Due to harsh space environments, especially at GEO orbits populated by telecom satellites, the non-hardened microelectronics would suffer from transients and soft errors. Although, the space electronics is normally hardened and equipped with fault tolerance and soft error mitigation schemes, the radiation damage and wear out accumulating over time would eventually lead to non-tolerable permanent defects that render the target application dead. In fact, the presence of permanent defects doesn’t necessarily mean the end of life if the electronic system is aware of its health status and thereby can cope with the reduced processing capacity. The technology trend observed today in microelectronics leads to system resilience that in addition to physical hardening and classical fault tolerance , would also exploit the extensive natural redundancy of multi-core systems together with a smarter task scheduling.
In SoC-HEALTH project, Testonica is to develop a demonstrator of a fine-grain in-situ On-Chip Fault Management (OCFM) that acts as the backbone of SoC (system on chip) Health-Awareness. The SoC Health Awareness conception relies on the reuse of multitude of typical sensors and checkers already embedded deep into the hardware to measure operating parameters of the target IP core, detect and correct errors before they manifest at the application software level. The conception also includes on-chip health monitoring of the hardware, maintains SoC health map, and supports adaptation of the OS and the software to the reduced capacity of SoC sub-modules and sub-systems keeping the mission alive until the electronics is completely dead.

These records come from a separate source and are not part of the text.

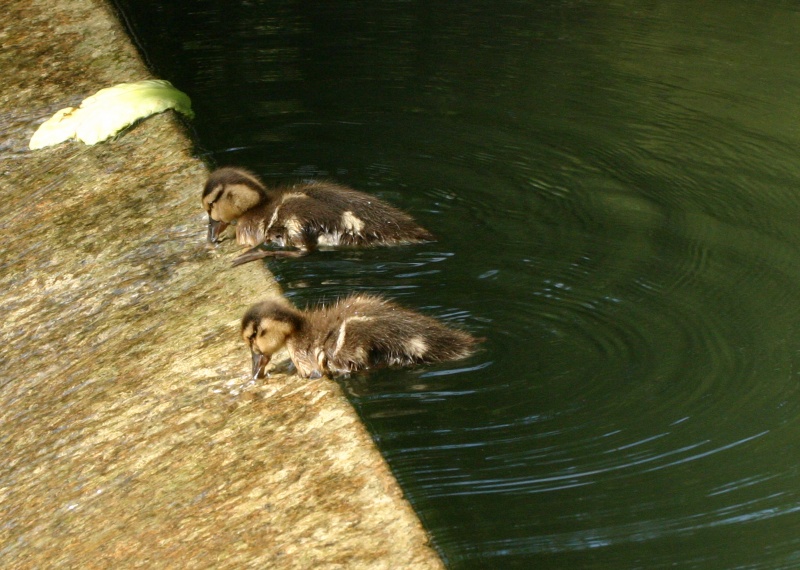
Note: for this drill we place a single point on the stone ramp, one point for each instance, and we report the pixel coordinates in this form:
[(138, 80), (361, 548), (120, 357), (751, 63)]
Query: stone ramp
[(129, 433)]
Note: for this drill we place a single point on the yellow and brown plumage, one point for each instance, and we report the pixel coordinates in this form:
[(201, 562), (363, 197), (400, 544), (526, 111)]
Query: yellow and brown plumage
[(302, 216), (352, 334)]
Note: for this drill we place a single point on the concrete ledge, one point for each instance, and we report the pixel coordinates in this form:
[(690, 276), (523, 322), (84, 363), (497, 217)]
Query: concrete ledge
[(128, 430)]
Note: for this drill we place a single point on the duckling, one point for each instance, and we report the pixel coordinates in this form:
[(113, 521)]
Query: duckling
[(352, 334), (301, 217)]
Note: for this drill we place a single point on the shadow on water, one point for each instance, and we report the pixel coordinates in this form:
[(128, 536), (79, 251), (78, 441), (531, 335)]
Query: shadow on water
[(615, 192)]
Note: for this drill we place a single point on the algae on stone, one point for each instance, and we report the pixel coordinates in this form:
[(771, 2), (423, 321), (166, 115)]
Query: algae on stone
[(110, 110)]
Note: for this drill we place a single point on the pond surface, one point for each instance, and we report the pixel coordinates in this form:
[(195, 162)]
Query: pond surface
[(616, 191)]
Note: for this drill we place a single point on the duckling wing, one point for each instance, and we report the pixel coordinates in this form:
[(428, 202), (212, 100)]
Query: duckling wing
[(386, 334), (336, 215)]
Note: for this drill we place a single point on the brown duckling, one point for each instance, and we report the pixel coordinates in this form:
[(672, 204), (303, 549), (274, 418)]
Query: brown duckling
[(301, 217), (354, 333)]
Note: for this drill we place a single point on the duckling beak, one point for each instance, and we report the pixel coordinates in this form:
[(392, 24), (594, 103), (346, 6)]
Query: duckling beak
[(260, 362), (215, 228)]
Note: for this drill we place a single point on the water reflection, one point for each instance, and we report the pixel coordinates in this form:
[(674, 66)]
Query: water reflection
[(614, 189)]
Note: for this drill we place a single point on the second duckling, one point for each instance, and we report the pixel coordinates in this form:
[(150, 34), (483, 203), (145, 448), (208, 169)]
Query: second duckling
[(301, 217), (355, 333)]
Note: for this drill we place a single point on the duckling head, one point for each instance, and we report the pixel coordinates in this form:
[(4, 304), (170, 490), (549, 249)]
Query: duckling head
[(266, 327), (229, 193)]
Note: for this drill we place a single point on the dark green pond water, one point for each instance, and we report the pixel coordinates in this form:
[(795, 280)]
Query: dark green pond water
[(616, 191)]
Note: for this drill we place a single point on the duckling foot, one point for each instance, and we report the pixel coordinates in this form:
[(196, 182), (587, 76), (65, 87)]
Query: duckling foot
[(260, 253)]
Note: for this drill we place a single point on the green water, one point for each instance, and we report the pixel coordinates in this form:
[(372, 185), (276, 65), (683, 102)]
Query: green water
[(615, 186)]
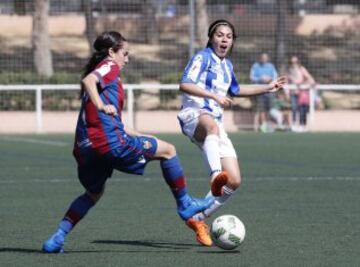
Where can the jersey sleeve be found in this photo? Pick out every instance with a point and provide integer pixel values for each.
(234, 89)
(107, 73)
(194, 69)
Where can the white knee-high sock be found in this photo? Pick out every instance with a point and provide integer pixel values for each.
(218, 203)
(211, 151)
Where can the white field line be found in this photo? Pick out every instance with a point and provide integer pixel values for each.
(137, 179)
(33, 141)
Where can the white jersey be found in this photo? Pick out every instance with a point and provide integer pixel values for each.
(209, 72)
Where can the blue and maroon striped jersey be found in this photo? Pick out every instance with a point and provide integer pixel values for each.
(95, 129)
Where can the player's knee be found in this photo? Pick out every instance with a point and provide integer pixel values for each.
(170, 151)
(212, 129)
(95, 196)
(234, 183)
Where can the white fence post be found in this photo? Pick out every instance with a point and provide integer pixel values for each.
(39, 121)
(312, 105)
(130, 106)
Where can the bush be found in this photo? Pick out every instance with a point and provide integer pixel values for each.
(33, 78)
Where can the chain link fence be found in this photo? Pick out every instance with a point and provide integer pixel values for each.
(163, 33)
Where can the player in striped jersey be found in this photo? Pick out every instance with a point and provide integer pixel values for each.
(103, 143)
(207, 85)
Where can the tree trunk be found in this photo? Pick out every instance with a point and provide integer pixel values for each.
(281, 33)
(202, 22)
(150, 28)
(90, 31)
(41, 40)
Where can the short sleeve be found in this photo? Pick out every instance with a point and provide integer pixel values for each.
(194, 69)
(234, 89)
(107, 72)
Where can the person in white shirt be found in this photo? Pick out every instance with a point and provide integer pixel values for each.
(207, 85)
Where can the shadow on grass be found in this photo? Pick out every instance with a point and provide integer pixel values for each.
(220, 252)
(22, 250)
(153, 244)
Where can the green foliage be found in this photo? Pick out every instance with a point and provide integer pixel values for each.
(33, 78)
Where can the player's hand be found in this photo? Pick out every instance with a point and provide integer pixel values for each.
(277, 84)
(109, 109)
(223, 101)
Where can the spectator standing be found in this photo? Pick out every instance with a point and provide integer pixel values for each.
(263, 72)
(300, 97)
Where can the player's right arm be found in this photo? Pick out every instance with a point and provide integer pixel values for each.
(89, 83)
(193, 89)
(191, 76)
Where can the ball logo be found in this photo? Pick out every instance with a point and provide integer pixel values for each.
(147, 144)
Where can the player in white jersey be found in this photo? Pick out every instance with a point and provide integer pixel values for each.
(208, 83)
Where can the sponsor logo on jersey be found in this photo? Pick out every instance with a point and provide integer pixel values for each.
(147, 144)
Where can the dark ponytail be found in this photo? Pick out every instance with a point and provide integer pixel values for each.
(102, 44)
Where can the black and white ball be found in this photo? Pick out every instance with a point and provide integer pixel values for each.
(227, 232)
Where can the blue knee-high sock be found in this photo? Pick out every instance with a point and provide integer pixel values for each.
(77, 210)
(174, 177)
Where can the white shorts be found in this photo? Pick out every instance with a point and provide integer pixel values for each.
(189, 119)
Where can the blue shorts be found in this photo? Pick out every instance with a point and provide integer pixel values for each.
(132, 157)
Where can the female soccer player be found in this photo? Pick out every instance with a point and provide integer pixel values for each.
(103, 143)
(206, 84)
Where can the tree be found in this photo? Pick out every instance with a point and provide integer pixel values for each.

The new Health Awareness technology is expected to rapidly expand frontiers for real-life applications in 5-10 years. The SoC-HEALTH technology acts as a middleware between HW checkers/sensors and mission applications, thus providing Health Awareness functions for next generation multi-core processors in space industry but also in terrestrial economy, especially in the domains requiring high availability of the electronics.
The degradation monitoring as well as fault detection may take place at different system levels: the hardware (HW) and software (SW). Still, the key to a successful OCFM is the ability to simultaneously collect and process data from dozens or even hundreds of on-chip sensors and checkers in real time independent of the system size and configuration, which is not a trivial task.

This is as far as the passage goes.